The latest orchestrated takedown of the gold price is related to two events (see the graphs below). One is that the Federal Reserve decided to boost the upward spike in the dollar’s exchange rate from the Fed’s announcement of the end of Quantitative Easing (QE). The Fed’s announcement of the end of dollar creation in order to support bond prices lessened the rising anxiety in the world about the US dollar’s value when the supply of new dollars continued to increase faster than the US output of goods and services. The Fed reinforced the boost that its announcement gave to the dollar by having its bullion bank agents drive down the gold price with naked short-selling.
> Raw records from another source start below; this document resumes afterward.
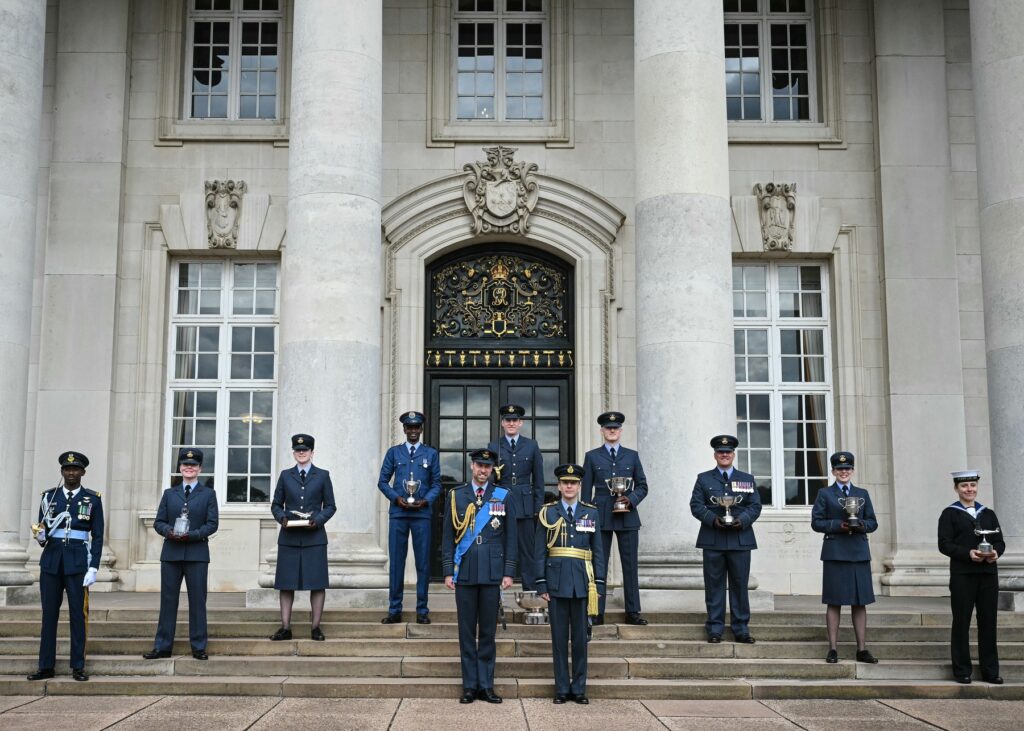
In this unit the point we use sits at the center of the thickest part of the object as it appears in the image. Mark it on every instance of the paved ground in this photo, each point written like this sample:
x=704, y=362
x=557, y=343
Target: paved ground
x=226, y=714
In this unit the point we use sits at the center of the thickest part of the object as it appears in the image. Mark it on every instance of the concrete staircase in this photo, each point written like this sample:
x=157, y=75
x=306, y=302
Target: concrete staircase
x=667, y=659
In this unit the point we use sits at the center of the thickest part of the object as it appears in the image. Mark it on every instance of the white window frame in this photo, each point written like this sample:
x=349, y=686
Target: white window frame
x=223, y=385
x=174, y=125
x=444, y=128
x=774, y=387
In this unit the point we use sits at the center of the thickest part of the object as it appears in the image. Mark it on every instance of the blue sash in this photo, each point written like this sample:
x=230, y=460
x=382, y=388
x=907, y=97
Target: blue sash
x=482, y=515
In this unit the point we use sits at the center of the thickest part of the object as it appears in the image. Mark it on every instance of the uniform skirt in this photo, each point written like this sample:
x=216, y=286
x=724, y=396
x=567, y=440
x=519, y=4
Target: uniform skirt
x=301, y=568
x=847, y=583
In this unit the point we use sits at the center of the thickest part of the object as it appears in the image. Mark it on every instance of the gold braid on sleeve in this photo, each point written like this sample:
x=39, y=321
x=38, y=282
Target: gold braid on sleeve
x=461, y=526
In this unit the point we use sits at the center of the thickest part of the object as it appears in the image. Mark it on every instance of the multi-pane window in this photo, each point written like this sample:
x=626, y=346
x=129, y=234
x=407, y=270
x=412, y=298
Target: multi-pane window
x=783, y=382
x=233, y=72
x=500, y=59
x=769, y=60
x=222, y=384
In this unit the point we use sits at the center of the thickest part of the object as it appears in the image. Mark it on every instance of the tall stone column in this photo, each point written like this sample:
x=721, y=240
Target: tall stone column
x=23, y=25
x=685, y=374
x=926, y=383
x=331, y=301
x=997, y=63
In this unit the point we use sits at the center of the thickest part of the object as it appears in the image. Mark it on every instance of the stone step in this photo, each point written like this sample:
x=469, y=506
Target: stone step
x=616, y=688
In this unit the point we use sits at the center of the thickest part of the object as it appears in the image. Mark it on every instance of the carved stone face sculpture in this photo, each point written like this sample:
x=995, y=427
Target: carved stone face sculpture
x=223, y=209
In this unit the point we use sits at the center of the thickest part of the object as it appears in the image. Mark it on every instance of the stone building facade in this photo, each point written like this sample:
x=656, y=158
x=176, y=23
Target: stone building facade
x=226, y=221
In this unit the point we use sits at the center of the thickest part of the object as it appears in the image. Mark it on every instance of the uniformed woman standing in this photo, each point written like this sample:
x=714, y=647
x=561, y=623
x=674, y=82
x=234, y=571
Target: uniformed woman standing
x=846, y=570
x=303, y=502
x=974, y=579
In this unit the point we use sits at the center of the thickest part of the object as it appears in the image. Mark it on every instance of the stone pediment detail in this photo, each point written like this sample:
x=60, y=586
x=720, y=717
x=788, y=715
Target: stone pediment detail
x=501, y=192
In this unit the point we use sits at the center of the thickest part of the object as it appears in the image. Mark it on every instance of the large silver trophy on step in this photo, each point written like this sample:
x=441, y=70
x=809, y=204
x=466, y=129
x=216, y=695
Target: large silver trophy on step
x=727, y=501
x=619, y=486
x=536, y=609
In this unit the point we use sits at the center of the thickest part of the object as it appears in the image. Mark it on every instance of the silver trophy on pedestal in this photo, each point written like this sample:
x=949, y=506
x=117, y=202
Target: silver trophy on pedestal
x=727, y=501
x=536, y=609
x=619, y=486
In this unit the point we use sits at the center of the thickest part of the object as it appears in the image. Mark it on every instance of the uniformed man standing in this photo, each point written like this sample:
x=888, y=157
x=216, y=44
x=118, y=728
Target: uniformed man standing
x=520, y=470
x=410, y=461
x=570, y=574
x=478, y=558
x=71, y=531
x=613, y=460
x=726, y=544
x=187, y=516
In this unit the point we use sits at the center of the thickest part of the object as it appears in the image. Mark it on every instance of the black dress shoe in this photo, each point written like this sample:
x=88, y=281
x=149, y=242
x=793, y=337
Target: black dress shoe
x=866, y=656
x=284, y=633
x=489, y=695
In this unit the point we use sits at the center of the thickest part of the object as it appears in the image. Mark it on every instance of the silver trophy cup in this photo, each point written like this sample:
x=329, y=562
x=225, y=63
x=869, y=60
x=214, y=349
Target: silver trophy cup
x=852, y=506
x=985, y=548
x=727, y=501
x=536, y=609
x=619, y=486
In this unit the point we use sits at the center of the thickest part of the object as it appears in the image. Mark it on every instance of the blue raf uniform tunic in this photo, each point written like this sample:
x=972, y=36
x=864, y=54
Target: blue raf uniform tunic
x=491, y=556
x=187, y=559
x=424, y=466
x=846, y=568
x=598, y=466
x=566, y=579
x=726, y=551
x=302, y=552
x=62, y=567
x=522, y=475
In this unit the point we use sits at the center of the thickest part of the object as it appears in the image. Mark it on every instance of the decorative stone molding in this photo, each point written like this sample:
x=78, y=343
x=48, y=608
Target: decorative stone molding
x=501, y=192
x=223, y=209
x=776, y=207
Naked short selling was also used to offset the effect on the gold price by the Bank of Japan’s surprise announcement on October 31 of a massive new program of QE. Apparently, the Bank of Japan either has been pressured by Washington to inflate Japan’s currency in order to support the dollar’s value or is applying a policy based on the Keynesian Phillips Curve that 2-3% inflation stimulates economic growth. Japan has been in the economic doldrums for a long time and is now reduced to pre-Reagan “snake oil” prescriptions in a desperate attempt to revive its economy.

Japan’s announcement of infinite money creation should have caused the price of gold to rise. To prevent a rise, at 3:00 AM US Eastern Time, during one of the least active trading periods for gold futures, the electronic futures market (Globex) was hit with a sale of 25 tonnes of uncovered Comex paper gold contracts, which dropped the gold price $20 dollars. No legitimate seller would destroy his own capital by selling a position in this way.

The gold price stabilized and moved higher, but at 8 AM US Eastern Time, and 20 minutes prior to the opening of the New York futures market (Comex), another 38 tonnes of uncovered paper gold futures were sold. The only possible purpose of such a sale is to drive down the price of gold. Again, no legitimate investor would unload a huge amount of his holdings in this way, thereby wiping out his own wealth.


Allegedly, the United States is the home of scientific economics with the predominance of winners of the Nobel Prize in economics. Despite these high qualifications, the price of gold, silver, equities, and bonds that are set in the US bear no relationship to economic reality, and American economists do not notice.

The divergence of markets from economic reality disturbs neither public policymakers nor economists, who promote the interests of the government and its allied interest groups. The result is an economy that is a house of cards.